Over the past few weeks, I’ve come up with a handful of reasons I’m not really digging Pinterest — from the cheesy logo to the gender-specific demographic (I’ve not seen the numbers, but I’d be willing to bet for every one guy on Pinterest, there’s 100,000 women).
After our head social media editor Anthony launched a Pinterest, I thought I’d dive in too, and that’s when I was faced with the real reason as to why I didn’t like Pinterest: It wasn’t the platform, it was me.
Pinterest is for ‘pinteresting’ people. And I’m not one of them. In fact, spending a week on Pinterest has made me realize that, though I network with some very interesting people, I’m quite plain and boring.
Us boring people have gotten away with finding success on social platforms like Facebook and Twitter because we’ve been able to get away with just saying interesting things. But that’s changing with new social platforms like Tumblr and Pinterest, and even Facebook is morphing into a platform where doing things affects your social success.

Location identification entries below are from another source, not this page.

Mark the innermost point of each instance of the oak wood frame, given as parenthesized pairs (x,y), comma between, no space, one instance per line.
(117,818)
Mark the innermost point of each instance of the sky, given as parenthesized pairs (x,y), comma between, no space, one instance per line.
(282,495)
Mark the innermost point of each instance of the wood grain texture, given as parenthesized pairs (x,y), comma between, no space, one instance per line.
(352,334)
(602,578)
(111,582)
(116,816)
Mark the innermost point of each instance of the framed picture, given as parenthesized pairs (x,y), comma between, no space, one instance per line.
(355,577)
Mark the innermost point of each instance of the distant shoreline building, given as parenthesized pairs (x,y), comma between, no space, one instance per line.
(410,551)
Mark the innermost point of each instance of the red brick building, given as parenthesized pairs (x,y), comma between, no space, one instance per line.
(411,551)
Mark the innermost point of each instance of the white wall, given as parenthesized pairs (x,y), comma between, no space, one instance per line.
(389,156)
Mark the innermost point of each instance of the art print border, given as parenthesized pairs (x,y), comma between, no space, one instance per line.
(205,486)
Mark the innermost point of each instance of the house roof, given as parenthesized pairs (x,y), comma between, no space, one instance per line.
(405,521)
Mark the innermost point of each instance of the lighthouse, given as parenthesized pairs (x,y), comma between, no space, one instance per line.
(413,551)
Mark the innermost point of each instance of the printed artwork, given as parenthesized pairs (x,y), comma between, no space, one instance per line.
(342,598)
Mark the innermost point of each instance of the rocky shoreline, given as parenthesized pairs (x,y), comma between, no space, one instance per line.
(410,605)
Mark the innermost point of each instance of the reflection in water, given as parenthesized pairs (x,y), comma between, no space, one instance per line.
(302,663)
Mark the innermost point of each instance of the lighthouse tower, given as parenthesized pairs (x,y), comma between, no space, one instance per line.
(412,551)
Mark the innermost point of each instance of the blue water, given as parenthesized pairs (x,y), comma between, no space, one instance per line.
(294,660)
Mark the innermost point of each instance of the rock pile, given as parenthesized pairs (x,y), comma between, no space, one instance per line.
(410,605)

Imagine if Rupert Murdoch suddenly stopped selling newspapers, or Howard Stern stopped broadcasting on the radio. Or Justin Bieber stopped creating the noise some call music. Would people still pay attention to what they had to say on Facebook and Twitter? Or would they sort of half-listen? Or would they listen at all?
I don’t claim to be an expert at social media, but I think I’ve figured out the formula for social success. It’s not about engagement (because, let’s face it, most of us suck at it). It’s not about having a conversation (it would be time-consuming and next to impossible to respond to thousands of at replies). It’s not about having an amazing personality (some of the most-interesting people on social have really crappy personalities). It’s not about having a cute avatar with a rockin’ background (unless you’re Justin Bieber).
Saying smart things + Being active in life and sharing it = Social success.
I’m going to work on not being as boring a person.